Makro ekonomik istikrarsızlığın varlığında ve sermaye hareketlerinin serbest olduğu koşullarda ulusal paranın fonksiyonlarını yerine getirememesinden dolayı 
ekonomik ajanlar istikrarlı ve konvertibl olan başka ülke paralarına yönelmektedirler. Dolarizasyonun göstergelerinden birisi olan döviz tevdiat hesaplarının 
M2Y’ye oranı 2001 krizi sonrasında %55 seviyelerine çıkmıştır. Dolarizasyon, başta mevduat olmak üzere kaynak yapısını olumsuz etkilemiştir. Yurt içi 
makroekonomik istikrarsızlık, bankacılık sektörünün özellikle mevduata dayalı kaynak yapısını dolarizasyondan doğrudan etkilemiştir. 
Bu durum, hem yabancı para cinsi tasarruf sahiplerinin hem de yabancı para kredi müşterilerinin, bankacılık sistemi dışına, kaymalarına neden olmuştur 431. 

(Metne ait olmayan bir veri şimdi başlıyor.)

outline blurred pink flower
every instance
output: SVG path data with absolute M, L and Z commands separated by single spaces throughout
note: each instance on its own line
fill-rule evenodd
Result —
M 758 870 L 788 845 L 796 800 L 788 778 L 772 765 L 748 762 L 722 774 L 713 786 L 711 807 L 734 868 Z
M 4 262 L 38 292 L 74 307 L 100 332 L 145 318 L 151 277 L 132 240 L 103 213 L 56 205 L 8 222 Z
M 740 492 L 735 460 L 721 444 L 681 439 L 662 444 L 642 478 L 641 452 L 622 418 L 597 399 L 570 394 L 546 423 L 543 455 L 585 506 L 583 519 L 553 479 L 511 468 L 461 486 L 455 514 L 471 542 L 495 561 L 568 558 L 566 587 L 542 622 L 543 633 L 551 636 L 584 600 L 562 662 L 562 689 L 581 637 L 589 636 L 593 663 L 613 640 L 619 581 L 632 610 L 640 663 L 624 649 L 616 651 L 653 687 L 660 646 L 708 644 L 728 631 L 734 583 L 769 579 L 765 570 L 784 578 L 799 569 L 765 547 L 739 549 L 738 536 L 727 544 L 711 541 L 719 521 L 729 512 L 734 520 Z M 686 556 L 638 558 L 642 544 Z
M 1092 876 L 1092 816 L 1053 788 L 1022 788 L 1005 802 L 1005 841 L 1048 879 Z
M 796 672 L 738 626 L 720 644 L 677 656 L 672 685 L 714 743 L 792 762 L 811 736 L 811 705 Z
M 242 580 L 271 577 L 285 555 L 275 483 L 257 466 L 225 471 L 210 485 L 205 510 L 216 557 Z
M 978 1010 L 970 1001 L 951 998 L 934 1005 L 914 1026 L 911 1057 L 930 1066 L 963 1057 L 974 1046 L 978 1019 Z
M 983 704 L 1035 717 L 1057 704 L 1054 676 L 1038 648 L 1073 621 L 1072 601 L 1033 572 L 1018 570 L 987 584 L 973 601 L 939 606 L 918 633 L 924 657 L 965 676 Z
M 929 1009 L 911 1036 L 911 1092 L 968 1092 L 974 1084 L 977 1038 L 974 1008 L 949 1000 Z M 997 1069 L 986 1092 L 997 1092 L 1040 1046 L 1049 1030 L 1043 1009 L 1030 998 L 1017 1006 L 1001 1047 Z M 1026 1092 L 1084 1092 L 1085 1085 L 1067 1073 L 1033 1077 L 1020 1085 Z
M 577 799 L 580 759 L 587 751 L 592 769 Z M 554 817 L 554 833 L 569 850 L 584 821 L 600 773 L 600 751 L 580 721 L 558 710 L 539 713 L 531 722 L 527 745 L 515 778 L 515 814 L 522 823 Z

 2.10.2. 2001 Krizinin Kamu Mali Dengesine Etkisi 

2000 yılı başında uygulamaya konulmuş olan Ekonomik Programın önemli amaçlarından biri kamu kesimi borçlanma gereğinin azaltılması ve kamu 
finansmanının dengeli bir şekilde yürütülmesi olmuştur. Bu çerçevede, uygulanan sıkı maliye politikaları, elde edilen özelleştirme gelirleri ve dış 
piyasalardan uygun koşullarda sağlanan kaynaklar ile iç borçlanma ihtiyacının azaltılması ve kamu borç stokunun GSMH’ye oranının uluslararası kabul 
görmüş seviyelere indirilmesi hedeflenmiştir. 
Fakat 2001 yılı Şubat ayı sonlarına doğru patlayan kriz sonrasında meydana gelen yüksek faiz ortamı var olan kamu dengesizliği problemini körüklemiş, 
kamu kesimi kısa vadede mali sistem içerisinde iç borç stokunu çevirme sorunuyla karşı karşıya kalmıştır. 

Tablo: 21 



Yukarıdaki tabloda 2000-2007 yılı kamu kesimi iç borçlanmasına ilişkin değerler ve bu değerler ile diğer ekonomik değişkenlere oranı sunulmuştur. 
Tablodan da görüleceği üzere Kasım 2000 ve Şubat 2001 krizler sonrasında kamu kesimi borçlarında önemli oranda artışlar söz konusudur. Çünkü bu 
dönemde yukarıda da belirtildiği üzere finansal kesimde faaliyet yürüten 20 bankanın Tasarruf Mevduatı Sigorta Fonuna devri yapılmıştır. Devredilen 
bankaların mali yükümlülüklerinin Hazineye devri ile borç miktarı yükselmiştir. 2001 yılında iç borçlarda üç katından daha fazla artış yaşanmıştır. 
Toplam kamu kesimi borçlanma gereğinin gayri safi yurt içi hâsılaya oranı yaklaşık %50 oranında yükselmiş ve % 8,9’dan %12,1’e çıkmıştır. 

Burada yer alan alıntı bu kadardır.